Regular expressions, also known as regex, are a powerful tool for searching and manipulating text. They allow you to define a pattern of characters to search for in a string, and can be used to perform tasks such as finding all the emails in a document, or replacing all the occurrences of a word with another word.
How to Use Regular Expressions
In Python, regular expressions are supported by the re
module. To use regular expressions in Python, you first need to import the re
module, and then use one of the various functions provided by the module to search or manipulate a string.

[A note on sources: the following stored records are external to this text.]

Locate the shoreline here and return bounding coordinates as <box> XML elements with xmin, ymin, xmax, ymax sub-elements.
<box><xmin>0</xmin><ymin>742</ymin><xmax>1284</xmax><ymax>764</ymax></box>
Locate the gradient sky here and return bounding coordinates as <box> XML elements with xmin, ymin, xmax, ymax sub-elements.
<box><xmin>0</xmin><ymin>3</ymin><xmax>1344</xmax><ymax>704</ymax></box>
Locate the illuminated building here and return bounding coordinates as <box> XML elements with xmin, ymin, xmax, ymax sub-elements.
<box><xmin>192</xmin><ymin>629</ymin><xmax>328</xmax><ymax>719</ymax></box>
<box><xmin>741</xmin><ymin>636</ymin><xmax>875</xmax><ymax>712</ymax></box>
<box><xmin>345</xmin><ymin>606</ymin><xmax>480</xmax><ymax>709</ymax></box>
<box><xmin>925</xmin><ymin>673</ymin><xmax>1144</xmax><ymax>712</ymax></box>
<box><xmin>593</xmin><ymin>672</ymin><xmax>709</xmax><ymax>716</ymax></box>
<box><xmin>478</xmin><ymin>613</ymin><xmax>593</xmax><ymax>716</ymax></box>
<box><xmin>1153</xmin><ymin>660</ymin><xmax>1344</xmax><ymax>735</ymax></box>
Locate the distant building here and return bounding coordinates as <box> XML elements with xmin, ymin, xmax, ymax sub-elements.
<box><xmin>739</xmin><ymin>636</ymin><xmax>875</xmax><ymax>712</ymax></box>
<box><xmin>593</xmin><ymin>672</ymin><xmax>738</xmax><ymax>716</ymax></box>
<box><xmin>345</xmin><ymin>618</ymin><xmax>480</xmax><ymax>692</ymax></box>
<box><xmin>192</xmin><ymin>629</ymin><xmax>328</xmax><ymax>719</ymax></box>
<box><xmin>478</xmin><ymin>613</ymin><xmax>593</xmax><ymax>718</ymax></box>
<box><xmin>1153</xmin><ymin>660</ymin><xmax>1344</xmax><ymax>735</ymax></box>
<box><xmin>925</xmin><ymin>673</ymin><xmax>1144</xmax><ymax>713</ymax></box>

For example, to search for a pattern in a string, you can use the search()
function:
import re
pattern = r'\d+' # a pattern to match one or more digits
string = 'There are 3 apples and 2 bananas'
match = re.search(pattern, string)
print(match.group()) # Output: 3
In this example, the search()
function searches the string
for the first occurrence of the pattern defined by pattern
. The group()
method of the match
object returns the matched string.
To find all the occurrences of a pattern in a string, you can use the findall()
function:
import re
pattern = r'\d+' # a pattern to match one or more digits
string = 'There are 3 apples and 2 bananas'
matches = re.findall(pattern, string)
print(matches) # Output: ['3', '2']
In this example, the findall()
function searches the string
for all the occurrences of the pattern defined by pattern
, and returns a list of all the matches.
To replace all the occurrences of a pattern in a string, you can use the sub()
function:
import re
pattern = r'\d+' # a pattern to match one or more digits
replacement = 'X' # the string to use as a replacement
string = 'There are 3 apples and 2 bananas'
new_string = re.sub(pattern, replacement, string)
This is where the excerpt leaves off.